PIERRE — The Daugaard administration is one step away from receiving the Legislature's green light to sell juvenile corrections facilities at Plankinton and Custer. The Senate Appropriations Committee authorized the potential sales 8-0 Thursday. The full Senate would take up the matters next. The House of Representatives has approved the authorizing legislation. The sales would commit South Dakota for the foreseeable future to a policy of placing all troubled youths with private providers.
PIERRE — South Dakota businesses that sell licenses for the state Department of Game, Fish & Parks could raise their handling fees under a proposal that is alive again in the Legislature. A House committee killed the plan last week but resurrected it Tuesday, amended it again Thursday and then endorsed it. Under the Tuesday version, businesses could have kept the handling fee at $2 or charge as much as $4 for the handling fee for a standard license. Under that version, the increase wouldn't have applied to licenses that GF&P sells over the Internet.
PIERRE — State senators rejected legislation Wednesday that would have helped cure flaws in the process for ballot measures. The bill received seven ayes and 28 nays.
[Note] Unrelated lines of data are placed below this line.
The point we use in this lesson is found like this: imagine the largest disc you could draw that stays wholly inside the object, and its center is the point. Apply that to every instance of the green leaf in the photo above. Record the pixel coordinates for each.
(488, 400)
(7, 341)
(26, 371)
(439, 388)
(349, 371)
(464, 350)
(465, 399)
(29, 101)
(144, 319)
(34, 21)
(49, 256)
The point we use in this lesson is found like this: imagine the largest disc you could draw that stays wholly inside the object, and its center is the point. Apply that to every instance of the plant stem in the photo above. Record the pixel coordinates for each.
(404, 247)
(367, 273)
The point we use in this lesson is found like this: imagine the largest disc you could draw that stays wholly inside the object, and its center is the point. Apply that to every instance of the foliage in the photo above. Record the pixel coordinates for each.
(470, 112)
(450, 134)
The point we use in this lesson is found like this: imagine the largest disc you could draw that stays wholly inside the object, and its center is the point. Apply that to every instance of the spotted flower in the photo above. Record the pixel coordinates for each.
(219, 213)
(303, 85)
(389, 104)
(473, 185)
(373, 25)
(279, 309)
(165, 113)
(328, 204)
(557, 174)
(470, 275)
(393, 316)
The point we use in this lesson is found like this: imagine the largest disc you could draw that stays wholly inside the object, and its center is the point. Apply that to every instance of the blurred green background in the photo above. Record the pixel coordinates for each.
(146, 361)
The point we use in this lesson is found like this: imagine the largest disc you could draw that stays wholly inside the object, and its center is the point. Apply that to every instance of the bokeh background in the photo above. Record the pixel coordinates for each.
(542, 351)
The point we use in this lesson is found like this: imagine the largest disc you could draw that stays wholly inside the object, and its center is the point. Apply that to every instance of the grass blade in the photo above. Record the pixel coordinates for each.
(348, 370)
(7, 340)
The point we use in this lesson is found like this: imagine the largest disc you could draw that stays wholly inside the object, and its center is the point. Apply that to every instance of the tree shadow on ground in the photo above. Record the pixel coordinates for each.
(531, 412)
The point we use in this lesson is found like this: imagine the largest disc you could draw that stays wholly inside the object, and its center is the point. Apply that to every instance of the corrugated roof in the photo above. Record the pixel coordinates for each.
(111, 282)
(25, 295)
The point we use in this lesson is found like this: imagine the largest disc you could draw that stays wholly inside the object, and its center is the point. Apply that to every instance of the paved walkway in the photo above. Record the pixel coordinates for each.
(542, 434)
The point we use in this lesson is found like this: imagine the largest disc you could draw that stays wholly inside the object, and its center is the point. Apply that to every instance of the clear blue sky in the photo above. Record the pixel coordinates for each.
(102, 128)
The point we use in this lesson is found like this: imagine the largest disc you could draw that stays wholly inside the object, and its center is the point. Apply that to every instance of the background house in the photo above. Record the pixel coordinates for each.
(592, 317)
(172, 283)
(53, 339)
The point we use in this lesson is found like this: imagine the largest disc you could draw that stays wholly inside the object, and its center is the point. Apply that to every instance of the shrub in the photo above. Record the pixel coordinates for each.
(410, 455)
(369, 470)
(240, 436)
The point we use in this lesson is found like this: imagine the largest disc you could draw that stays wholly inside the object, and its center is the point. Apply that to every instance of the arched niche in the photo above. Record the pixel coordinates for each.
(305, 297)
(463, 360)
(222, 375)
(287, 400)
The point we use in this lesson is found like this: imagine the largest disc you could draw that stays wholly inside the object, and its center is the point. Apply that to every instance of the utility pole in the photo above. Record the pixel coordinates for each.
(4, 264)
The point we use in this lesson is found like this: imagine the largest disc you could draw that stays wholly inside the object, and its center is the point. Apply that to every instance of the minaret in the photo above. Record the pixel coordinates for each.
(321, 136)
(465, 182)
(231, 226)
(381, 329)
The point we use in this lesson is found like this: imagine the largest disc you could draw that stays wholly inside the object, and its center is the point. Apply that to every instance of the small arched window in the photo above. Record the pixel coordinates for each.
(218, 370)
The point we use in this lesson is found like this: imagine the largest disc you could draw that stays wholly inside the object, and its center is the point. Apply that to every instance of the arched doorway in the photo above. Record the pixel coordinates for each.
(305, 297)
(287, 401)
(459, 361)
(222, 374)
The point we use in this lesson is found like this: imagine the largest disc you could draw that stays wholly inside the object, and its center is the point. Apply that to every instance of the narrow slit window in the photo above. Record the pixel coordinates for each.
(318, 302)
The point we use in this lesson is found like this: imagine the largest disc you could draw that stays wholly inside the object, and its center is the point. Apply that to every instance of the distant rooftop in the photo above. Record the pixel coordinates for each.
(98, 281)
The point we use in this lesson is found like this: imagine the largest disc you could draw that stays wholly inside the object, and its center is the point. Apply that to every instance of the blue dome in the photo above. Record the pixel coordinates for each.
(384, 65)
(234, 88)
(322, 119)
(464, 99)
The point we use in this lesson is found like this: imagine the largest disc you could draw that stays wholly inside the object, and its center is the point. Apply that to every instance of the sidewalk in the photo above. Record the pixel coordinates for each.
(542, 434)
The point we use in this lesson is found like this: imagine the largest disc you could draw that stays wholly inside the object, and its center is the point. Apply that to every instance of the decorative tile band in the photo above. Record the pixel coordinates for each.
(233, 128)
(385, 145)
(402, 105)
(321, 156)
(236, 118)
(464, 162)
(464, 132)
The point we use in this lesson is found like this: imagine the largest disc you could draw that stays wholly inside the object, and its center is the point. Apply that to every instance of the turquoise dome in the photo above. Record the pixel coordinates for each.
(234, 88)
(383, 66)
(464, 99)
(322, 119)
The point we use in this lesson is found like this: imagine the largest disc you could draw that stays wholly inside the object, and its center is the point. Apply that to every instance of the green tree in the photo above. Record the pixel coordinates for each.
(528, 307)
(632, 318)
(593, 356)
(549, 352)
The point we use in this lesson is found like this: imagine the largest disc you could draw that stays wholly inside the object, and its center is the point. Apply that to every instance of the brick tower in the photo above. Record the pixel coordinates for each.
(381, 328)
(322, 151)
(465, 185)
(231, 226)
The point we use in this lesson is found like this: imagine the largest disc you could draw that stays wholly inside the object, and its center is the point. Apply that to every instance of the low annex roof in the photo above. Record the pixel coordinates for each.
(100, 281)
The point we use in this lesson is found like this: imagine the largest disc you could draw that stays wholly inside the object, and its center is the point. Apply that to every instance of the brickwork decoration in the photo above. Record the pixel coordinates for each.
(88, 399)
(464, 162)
PIERRE — State legislators are considering a new form of technology for people on parole in South Dakota who must have alcohol tests twice daily. State Attorney General Marty Jackley has asked lawmakers to allow portable breath testers. The legislation, SB 29, is one step away from final passage. The House of Representatives is scheduled to consider it today. The House Judiciary Committee gave its unanimous endorsement Wednesday. The Senate voted 30-0 for it Jan. 20.
PIERRE — There remains a chance the Legislature will grant additional funding for intensive methamphetamine treatment in South Dakota. The Joint Committee on Appropriations endorsed SB 43 Tuesday to keep it alive. "It's becoming a scourge," Sen. John Wiik, R-Big Stone City, said. There are seven business days remaining in the 2017 session's main run. Sen. Larry Tidemann, R-Brookings, said legislators could continue to look for other sources of money. There doesn't appear to be general funds available. The bill seeks $603,470.
PIERRE — If the governor agrees, businesses could deliver alcohol orders of $150 or more to customers in their communities starting this summer in South Dakota. The state House of Representatives voted 66-2 Tuesday to allow the service. No one spoke against it. Customers would still have to make the purchases in the stores beforehand. "You pay on-site," said Rep. Herman Otten, R-Lennox.
PIERRE — The ban against lobbying the Legislature would expand to two years and cover many more officials. The vote was 51-17. The legislation now goes to Gov. Dennis Daugaard for his decision whether to sign it into law. Rep. Larry Rhoden, R-Union Center, called it "a big step." He said it is part of the response to Initiated Measure 22. Republicans repealed IM 22 after voters approved its restrictions in the November election.
PIERRE — South Dakota voters should get an estimate of the potential cost if a constitutional amendment, initiated law or referred law passes, the state House of Representatives decided Tuesday. The vote was 47-21. The legislation, SB 77, now goes to Gov. Dennis Daugaard for his decision whether to sign it into law. The Senate had approved it 27-5. Its prime sponsor is Sen. Ernie Otten, R-Tea. "More information equals better decision-making," Rep. Don Haggar, R-Sioux Falls, said. The Legislative Research Council would prepare the estimate.